Today's Story Line
Walk into any food store in America that carries organically grown produce and you'll likely find some imported items. The world market in organic food has expanded along with concerns about preserving farmland and wildlife. Some consumers also distrust synthetic chemicals in food.
During the cold war, NATO was spring-loaded to protect West Europe. Now its role in stopping conflicts in the Balkans requires taking public opinion into account. And expanding NATO to former Soviet bloc states means trusting them with military secrets. One NATO member, Turkey, is demanding support for its crackdown on Kurdish rebels.
- Clayton Jones World editor
REPORTERS ON THE JOB * THE ORGANIC FUTURES MARKET: When Paris-based reporter Peter Ford last lived in Britain, 20 years ago, "organic food" meant blotchy apples, misshapen carrots, and indigestibly heavy bread sold in hippie-managed whole-food stores. "Back to nature" was the maxim. Today, delicious-looking organic foods are on British supermarket shelves and organic farmers see themselves as modernizers: "Forward to nature" might well be the new motto. John Cullimore, for example, keeps his organically raised ewes in three pens as the lambing season approaches - one for those expecting one lamb, another for those with twins, and a third for those expecting triplets. How can he tell the difference? "Echographic pregnancy scans," he explains. "We use all the modern technology; we just don't use chemicals."
FOLLOW-UP ON MONITOR STORIES * SENTENCE IN SOUTH AFRICA: A white farmer convicted in the fatal shooting of a black child last year (a Monitor story ran April 22) was given a five-year suspended sentence March 23, igniting protests. The farmer said he fired as a warning shot, striking the child accidentally.

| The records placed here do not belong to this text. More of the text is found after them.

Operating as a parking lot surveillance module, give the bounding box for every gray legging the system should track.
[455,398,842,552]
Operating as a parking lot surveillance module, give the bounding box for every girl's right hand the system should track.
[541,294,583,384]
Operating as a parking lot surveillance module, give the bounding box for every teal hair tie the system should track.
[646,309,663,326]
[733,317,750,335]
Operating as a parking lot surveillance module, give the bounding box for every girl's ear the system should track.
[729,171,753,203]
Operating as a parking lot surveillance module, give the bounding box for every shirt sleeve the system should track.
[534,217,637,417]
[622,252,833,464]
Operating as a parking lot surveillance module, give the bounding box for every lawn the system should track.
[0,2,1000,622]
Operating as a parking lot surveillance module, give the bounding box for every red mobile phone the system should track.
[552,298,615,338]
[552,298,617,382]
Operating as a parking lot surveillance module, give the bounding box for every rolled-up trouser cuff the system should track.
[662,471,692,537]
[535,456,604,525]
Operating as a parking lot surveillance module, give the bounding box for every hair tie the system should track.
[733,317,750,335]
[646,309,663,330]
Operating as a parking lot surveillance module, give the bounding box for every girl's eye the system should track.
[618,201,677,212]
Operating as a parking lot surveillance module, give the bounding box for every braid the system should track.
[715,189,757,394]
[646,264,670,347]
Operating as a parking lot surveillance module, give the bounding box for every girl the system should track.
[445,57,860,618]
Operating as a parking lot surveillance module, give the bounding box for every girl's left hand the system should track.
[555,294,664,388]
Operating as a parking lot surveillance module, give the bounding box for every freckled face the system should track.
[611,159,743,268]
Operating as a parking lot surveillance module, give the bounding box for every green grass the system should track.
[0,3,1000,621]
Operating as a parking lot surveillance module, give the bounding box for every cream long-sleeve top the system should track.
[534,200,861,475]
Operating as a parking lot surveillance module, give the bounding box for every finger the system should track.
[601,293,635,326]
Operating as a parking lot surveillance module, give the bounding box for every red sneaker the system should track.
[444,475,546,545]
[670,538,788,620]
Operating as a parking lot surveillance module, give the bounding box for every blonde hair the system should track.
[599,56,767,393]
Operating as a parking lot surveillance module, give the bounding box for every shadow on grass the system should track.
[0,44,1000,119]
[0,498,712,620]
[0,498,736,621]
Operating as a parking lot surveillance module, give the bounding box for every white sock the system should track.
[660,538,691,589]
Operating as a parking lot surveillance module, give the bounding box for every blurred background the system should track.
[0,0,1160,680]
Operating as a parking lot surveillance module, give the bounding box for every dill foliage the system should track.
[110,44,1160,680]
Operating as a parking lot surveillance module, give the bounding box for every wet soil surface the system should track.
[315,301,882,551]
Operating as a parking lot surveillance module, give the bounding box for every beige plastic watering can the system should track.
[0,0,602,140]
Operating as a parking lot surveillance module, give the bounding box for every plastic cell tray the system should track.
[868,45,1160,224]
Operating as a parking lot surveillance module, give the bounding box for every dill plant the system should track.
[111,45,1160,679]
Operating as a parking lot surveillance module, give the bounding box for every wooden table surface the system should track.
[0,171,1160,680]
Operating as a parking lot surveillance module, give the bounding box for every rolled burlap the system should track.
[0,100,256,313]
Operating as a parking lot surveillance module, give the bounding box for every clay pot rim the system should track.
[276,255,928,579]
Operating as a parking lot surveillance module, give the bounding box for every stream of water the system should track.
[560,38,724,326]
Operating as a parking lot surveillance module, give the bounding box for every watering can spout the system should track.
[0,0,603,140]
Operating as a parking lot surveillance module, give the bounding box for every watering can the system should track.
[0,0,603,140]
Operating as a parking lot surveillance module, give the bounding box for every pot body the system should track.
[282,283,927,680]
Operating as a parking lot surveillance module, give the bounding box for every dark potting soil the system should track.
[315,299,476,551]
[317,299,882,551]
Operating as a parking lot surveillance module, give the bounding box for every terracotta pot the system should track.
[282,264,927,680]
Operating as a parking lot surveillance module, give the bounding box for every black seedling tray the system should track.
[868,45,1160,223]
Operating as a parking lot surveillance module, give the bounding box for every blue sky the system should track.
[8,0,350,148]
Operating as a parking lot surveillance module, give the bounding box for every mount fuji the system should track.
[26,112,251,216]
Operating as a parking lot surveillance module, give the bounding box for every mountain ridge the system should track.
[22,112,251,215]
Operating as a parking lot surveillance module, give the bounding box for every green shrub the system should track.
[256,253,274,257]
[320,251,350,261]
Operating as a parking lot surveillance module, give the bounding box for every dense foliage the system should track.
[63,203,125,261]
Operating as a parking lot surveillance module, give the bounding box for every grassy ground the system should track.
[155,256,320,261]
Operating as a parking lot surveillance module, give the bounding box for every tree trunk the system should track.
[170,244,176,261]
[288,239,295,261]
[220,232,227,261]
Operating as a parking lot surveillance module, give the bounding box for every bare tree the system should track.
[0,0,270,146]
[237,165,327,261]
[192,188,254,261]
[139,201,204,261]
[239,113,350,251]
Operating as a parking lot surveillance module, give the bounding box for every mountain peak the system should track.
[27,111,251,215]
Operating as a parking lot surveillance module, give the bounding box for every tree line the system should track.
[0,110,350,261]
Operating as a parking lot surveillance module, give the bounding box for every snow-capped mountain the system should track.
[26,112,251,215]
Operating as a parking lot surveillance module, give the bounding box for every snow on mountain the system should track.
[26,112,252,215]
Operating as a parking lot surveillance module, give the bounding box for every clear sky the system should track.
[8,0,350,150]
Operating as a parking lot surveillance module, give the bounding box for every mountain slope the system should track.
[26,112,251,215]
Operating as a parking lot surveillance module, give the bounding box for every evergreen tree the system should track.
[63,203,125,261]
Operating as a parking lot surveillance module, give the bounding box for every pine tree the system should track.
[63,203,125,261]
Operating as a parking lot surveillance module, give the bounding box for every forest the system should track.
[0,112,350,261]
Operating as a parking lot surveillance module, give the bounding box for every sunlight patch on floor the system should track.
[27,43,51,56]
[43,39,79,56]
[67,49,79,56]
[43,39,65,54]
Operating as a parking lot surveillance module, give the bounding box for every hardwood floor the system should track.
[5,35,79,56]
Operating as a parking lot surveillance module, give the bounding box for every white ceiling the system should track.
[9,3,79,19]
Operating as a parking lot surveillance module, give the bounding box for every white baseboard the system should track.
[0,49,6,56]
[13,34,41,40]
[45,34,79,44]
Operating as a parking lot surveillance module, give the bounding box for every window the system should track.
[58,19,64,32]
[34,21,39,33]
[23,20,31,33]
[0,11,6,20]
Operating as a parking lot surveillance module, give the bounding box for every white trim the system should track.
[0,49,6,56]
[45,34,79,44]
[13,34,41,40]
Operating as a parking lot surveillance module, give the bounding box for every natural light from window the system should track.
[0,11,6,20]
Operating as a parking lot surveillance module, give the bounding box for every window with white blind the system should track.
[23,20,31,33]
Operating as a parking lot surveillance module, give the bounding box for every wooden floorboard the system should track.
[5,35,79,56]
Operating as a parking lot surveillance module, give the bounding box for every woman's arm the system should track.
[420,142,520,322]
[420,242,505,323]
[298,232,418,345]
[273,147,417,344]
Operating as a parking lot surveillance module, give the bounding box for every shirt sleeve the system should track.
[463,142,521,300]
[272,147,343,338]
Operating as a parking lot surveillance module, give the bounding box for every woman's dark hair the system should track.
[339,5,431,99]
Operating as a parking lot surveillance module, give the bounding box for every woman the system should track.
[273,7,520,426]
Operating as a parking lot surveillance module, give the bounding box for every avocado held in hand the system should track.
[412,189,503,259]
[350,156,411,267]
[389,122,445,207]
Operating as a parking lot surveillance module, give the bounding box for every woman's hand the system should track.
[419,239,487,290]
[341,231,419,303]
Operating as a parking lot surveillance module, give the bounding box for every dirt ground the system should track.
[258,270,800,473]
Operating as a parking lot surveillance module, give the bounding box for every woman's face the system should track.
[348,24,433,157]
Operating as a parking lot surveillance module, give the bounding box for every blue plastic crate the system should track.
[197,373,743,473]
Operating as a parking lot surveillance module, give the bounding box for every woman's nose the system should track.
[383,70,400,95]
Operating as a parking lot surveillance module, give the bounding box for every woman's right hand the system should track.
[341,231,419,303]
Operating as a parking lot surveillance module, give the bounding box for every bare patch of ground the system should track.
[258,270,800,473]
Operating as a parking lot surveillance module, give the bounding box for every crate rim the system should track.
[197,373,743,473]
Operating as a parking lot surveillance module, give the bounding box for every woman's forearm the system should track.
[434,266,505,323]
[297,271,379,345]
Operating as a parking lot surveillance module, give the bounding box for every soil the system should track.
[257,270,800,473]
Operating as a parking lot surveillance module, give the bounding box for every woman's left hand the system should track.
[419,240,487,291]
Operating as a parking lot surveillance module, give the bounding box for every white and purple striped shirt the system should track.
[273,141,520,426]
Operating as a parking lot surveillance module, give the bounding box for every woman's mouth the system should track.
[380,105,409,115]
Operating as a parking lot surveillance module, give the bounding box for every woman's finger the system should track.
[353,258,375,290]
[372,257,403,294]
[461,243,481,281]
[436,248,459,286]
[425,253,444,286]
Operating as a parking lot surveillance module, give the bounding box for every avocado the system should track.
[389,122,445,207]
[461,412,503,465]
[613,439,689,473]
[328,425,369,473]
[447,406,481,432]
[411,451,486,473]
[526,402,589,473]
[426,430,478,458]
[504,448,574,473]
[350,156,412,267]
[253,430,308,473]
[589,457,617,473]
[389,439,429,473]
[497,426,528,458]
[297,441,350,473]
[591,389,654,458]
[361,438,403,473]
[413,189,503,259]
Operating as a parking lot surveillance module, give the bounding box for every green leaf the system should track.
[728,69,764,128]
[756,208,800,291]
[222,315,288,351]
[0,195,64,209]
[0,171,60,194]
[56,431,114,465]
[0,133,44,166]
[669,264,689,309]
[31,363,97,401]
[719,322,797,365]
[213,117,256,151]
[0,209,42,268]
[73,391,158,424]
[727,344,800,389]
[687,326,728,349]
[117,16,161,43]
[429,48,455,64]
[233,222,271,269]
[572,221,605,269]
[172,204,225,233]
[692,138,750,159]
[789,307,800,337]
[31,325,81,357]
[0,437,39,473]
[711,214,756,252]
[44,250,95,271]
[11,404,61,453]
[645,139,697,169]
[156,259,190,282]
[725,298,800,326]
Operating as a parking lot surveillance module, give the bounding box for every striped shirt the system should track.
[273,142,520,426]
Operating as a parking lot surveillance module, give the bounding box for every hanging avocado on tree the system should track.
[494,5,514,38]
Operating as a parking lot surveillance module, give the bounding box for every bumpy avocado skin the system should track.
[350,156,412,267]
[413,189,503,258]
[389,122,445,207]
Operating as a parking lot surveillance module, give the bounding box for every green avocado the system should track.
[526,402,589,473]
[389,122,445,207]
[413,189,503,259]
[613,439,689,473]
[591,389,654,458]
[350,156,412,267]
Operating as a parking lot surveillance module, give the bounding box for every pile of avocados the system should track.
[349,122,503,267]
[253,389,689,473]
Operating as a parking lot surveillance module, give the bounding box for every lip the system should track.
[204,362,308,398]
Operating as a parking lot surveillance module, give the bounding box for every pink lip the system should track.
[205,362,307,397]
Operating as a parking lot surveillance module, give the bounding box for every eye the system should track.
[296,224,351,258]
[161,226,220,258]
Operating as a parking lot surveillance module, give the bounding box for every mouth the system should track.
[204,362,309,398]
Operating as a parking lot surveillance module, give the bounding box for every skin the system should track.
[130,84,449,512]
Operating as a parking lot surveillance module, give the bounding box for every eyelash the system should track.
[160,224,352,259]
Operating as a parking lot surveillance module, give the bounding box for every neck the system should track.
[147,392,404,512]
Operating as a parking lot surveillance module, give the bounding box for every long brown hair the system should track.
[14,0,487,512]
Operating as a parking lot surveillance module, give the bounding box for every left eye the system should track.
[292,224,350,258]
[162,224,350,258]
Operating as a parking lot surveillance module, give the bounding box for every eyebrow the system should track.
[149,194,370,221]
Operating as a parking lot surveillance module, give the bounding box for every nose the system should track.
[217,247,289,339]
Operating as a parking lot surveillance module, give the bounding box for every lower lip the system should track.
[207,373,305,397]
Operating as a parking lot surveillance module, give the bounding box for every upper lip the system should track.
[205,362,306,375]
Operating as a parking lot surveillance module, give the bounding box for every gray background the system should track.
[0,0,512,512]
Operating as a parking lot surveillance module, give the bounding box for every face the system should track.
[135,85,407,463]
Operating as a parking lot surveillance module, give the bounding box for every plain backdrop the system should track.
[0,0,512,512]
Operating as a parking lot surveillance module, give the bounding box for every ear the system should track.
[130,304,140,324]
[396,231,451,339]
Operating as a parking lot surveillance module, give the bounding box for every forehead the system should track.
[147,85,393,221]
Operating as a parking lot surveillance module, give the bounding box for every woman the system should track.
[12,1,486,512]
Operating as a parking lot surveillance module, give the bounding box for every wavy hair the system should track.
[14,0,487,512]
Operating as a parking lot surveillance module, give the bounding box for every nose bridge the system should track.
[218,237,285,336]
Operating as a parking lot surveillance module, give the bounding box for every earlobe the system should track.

* TICKLING THE IVORY MARKET: On April 7, the southwest African nation of Namibia will auction about 13 tons of ivory - with only Japanese bidders taking part. The sale will be the first one allowed under a temporary lifting of an international ban on ivory sales by the UN Convention on International Trade in Endangered Species (see Monitor story Dec. 12, 1998). After Namibia, Botswana and Zimbabwe will hold a ivory sales. All three nations want to reduce their burgeoning elephant herds. Environmentalists fear the nearly 60 tons in sales will reactivate demand for ivory and lead to more poaching in other African nations where herds are dwindling. Japan was the world's largest ivory buyer, much of it to make finger-size signature seals.